Das Krankenhaus hat keine Vorräte an COVID-spezifischen Medikamenten und kann stattdessen lediglich Medikamente für bestimmte Symptome wie Husten bereitstellen, fügte sie hinzu.

Zhang Yuhua, eine Mitarbeiterin des Pekinger Chaoyang-Krankenhauses, sagte, dass es sich bei den Patienten, die in letzter Zeit eingeliefert wurden, vor allem um ältere und schwerkranke Menschen mit Grunderkrankungen handele. Sie sagte, dass die Zahl der Patienten, die in der Notaufnahme behandelt werden, auf 450-550 pro Tag gestiegen sei, während es zuvor nur etwa 100 waren, wie staatliche Medien berichteten.

Bilder, die von der staatlichen Zeitung China Daily veröffentlicht wurden, zeigten Reihen von meist älteren Patienten, von denen einige durch Sauerstoffschläuche atmeten und von medizinischem Personal in weißen Schutzanzügen auf der Intensivstation des Krankenhauses behandelt wurden.

Offizielle Statistiken zeigten jedoch nur einen COVID-Toten in den sieben Tagen bis Montag. Internationale Gesundheitsexperten sagen für das kommende Jahr mindestens 1 Million COVID-Todesfälle in China voraus.

REISEBESTIMMUNGEN

In einem großen Schritt hin zu mehr Reisefreiheit wird China ab dem 8. Januar keine Quarantäne mehr für einreisende Reisende verlangen, teilten die Behörden diese Woche mit.

Während die Online-Suchanfragen nach Flügen am Dienstag von einem extrem niedrigen Niveau aus in die Höhe schnellten, deuteten Einwohner und Reisebüros an, dass eine Rückkehr zur Normalität noch einige Monate dauern würde, angesichts der Sorgen über COVID und vorsichtigerer Ausgaben wegen der Auswirkungen der Pandemie.

Außerdem zogen einige Regierungen zusätzliche Reiseanforderungen für chinesische Besucher in Betracht.

US-Beamte begründeten dies mit dem "Mangel an transparenten Daten, einschließlich der viralen Genomsequenzdaten".

Indien und Japan würden für Reisende vom chinesischen Festland einen negativen COVID-Test verlangen, wobei diejenigen, die in Japan positiv getestet werden, eine Woche in Quarantäne gehen müssen. Tokio plant außerdem, die Zahl der Flüge von Fluggesellschaften nach China zu erhöhen.
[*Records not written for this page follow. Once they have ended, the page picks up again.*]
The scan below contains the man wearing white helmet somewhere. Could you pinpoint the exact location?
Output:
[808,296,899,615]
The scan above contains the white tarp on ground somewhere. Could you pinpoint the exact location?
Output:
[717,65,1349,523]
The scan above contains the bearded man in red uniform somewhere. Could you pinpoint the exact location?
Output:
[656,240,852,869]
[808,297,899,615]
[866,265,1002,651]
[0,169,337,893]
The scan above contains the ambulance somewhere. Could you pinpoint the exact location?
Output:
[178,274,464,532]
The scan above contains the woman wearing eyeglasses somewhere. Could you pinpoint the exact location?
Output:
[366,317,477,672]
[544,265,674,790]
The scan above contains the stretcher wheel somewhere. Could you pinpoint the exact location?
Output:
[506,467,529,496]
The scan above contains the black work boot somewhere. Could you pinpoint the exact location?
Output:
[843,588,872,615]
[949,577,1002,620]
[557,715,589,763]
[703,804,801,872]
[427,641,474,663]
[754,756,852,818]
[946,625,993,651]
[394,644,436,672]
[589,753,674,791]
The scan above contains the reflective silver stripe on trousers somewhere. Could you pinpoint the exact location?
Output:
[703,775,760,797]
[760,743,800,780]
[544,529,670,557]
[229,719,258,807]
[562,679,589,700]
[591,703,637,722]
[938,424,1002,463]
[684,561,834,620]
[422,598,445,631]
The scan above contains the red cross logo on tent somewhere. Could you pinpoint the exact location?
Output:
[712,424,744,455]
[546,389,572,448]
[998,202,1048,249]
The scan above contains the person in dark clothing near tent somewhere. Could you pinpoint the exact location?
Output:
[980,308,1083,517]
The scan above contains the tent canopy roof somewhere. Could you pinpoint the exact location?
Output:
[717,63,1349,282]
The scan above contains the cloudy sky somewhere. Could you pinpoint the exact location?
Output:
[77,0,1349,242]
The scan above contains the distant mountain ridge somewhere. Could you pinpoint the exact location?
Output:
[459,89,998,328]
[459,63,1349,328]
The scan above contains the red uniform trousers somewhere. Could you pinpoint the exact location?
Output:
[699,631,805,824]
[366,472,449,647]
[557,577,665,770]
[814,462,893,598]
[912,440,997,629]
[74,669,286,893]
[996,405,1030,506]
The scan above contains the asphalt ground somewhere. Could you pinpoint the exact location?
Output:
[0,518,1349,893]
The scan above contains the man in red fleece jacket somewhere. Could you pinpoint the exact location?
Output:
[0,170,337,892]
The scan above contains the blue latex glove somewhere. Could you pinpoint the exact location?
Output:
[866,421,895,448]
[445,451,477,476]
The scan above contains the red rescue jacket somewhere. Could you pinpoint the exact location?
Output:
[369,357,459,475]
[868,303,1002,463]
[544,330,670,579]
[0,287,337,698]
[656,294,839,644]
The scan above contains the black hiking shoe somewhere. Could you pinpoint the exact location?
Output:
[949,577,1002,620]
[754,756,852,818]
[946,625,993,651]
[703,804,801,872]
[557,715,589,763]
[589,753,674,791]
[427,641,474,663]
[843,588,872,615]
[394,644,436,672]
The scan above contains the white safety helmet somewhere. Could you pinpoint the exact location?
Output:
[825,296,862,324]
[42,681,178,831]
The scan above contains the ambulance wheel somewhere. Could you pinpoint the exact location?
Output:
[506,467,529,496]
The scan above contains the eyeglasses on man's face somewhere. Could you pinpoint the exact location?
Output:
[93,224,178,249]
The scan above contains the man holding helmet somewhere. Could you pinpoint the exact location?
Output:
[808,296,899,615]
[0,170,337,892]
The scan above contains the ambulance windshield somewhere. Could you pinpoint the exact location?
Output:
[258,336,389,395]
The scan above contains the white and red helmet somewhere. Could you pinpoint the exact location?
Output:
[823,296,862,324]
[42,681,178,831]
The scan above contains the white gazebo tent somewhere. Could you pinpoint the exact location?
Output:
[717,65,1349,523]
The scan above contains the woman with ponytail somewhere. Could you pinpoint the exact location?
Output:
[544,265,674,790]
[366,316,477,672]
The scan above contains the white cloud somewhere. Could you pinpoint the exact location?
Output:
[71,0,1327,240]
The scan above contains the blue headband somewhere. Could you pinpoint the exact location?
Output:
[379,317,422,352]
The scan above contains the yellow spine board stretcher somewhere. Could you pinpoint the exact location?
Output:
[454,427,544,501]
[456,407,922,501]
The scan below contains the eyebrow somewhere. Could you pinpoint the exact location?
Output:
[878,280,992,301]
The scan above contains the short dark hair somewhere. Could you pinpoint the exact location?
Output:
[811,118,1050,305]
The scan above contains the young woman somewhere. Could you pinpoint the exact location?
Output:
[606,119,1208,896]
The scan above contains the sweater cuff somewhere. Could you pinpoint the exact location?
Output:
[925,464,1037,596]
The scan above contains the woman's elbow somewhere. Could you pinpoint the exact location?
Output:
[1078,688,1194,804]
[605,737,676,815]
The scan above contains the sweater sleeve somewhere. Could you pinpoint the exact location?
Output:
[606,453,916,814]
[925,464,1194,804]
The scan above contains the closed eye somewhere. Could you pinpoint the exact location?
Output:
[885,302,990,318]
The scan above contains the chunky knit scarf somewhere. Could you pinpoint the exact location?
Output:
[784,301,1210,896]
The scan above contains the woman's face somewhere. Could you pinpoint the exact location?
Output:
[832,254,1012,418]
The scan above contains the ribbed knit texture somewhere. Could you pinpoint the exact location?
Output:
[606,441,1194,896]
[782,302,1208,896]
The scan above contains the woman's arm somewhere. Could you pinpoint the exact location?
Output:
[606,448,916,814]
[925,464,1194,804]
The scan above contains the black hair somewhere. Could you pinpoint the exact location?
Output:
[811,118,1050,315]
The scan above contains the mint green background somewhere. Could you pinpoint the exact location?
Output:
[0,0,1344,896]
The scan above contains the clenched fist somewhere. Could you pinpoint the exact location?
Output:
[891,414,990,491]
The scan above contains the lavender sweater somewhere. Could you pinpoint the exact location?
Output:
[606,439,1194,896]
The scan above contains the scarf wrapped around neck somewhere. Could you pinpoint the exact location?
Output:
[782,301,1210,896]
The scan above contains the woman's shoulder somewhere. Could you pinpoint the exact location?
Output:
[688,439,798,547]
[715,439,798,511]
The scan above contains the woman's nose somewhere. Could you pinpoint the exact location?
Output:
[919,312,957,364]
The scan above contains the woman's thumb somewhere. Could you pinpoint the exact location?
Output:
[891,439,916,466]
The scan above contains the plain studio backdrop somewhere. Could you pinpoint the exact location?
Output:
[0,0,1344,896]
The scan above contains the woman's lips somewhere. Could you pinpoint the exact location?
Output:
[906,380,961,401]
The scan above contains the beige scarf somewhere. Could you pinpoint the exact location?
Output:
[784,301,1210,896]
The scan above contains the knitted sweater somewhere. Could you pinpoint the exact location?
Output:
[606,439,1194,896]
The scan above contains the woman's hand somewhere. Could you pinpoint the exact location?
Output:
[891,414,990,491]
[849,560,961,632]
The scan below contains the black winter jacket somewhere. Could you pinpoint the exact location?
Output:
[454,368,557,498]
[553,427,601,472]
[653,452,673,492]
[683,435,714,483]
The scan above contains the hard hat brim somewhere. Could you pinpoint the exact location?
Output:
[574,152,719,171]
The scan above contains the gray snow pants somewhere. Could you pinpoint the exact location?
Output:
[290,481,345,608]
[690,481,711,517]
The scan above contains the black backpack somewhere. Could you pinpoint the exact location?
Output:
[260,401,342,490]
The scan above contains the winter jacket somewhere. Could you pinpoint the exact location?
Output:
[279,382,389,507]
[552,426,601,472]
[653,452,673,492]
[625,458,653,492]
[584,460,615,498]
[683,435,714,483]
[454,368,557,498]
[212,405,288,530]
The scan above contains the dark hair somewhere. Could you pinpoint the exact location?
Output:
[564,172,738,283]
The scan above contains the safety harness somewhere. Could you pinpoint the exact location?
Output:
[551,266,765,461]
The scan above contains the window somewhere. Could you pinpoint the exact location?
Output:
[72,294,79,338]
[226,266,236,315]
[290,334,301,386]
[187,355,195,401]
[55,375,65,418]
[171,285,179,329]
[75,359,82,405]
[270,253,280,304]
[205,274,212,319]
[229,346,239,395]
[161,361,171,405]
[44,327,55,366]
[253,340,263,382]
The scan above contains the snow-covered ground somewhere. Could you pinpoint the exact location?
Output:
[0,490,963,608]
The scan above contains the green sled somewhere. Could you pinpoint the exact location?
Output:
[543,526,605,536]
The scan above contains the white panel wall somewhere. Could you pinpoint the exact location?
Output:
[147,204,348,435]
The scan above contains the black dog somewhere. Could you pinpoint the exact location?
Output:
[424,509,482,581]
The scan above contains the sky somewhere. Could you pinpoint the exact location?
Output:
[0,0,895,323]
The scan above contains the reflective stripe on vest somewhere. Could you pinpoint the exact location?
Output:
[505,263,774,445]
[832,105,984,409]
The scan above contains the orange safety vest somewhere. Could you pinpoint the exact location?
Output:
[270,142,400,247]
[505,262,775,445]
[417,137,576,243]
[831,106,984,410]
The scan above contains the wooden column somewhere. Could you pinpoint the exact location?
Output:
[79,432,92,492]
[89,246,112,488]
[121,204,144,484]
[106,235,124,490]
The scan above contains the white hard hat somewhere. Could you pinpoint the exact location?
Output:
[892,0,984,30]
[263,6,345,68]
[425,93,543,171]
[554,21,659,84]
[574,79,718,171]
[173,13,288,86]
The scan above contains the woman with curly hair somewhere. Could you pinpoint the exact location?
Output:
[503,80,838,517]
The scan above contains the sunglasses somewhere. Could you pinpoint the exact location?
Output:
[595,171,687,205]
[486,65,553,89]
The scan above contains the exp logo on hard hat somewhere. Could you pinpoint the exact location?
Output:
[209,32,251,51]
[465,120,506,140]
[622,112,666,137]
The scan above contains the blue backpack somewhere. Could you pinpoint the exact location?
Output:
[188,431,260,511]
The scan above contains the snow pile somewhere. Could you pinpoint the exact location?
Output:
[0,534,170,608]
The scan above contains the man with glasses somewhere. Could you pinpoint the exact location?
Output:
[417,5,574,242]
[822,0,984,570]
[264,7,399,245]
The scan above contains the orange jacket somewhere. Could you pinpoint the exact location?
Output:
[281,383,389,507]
Auf die Frage nach den von Japan und Indien auferlegten zusätzlichen Reiseanforderungen sagte ein Sprecher des chinesischen Außenministeriums am Dienstag: "Die COVID-Maßnahmen sollten wissenschaftlich und moderat sein und den normalen Personenverkehr nicht beeinträchtigen."

WIRTSCHAFTLICHER SCHMERZ

Es wird erwartet, dass Chinas 17-Billionen-Dollar-Wirtschaft in naher Zukunft eine Verlangsamung der Fabrikproduktion und des Inlandskonsums erleiden wird, da Arbeiter und Einkäufer krank werden.

Die Nachricht, dass China seine Grenzen wieder geöffnet hat, ließ die globalen Luxusaktien steigen. In anderen Bereichen des Marktes fiel die Reaktion jedoch gedämpfter aus, da die zweitgrößte Volkswirtschaft der Welt im Jahr 2023 wahrscheinlich mit einer gedämpften globalen Nachfrage konfrontiert sein wird.

Der US-Autobauer Tesla plant, im Januar eine reduzierte Produktion in seinem Werk in Shanghai durchzuführen und die in diesem Monat begonnene Produktionsbeschränkung bis ins nächste Jahr hinein auszudehnen, wie aus einem von Reuters eingesehenen internen Plan hervorgeht. Tesla hat in seinem Produktionsplan keinen Grund für die Verlangsamung der Produktion genannt.

Sobald die anfängliche Schockwelle der Infektionen vorüber ist, erwarten einige Ökonomen, dass das chinesische Wachstum, das in diesem Jahr mit rund 3 % auf den niedrigsten Stand seit fast einem halben Jahrhundert sinken dürfte, wieder kräftig anziehen wird.

Die Ökonomen von Morgan Stanley erwarten für 2023 ein Wachstum von 5,4 %, während Goldman Sachs von 5,2 % ausgeht.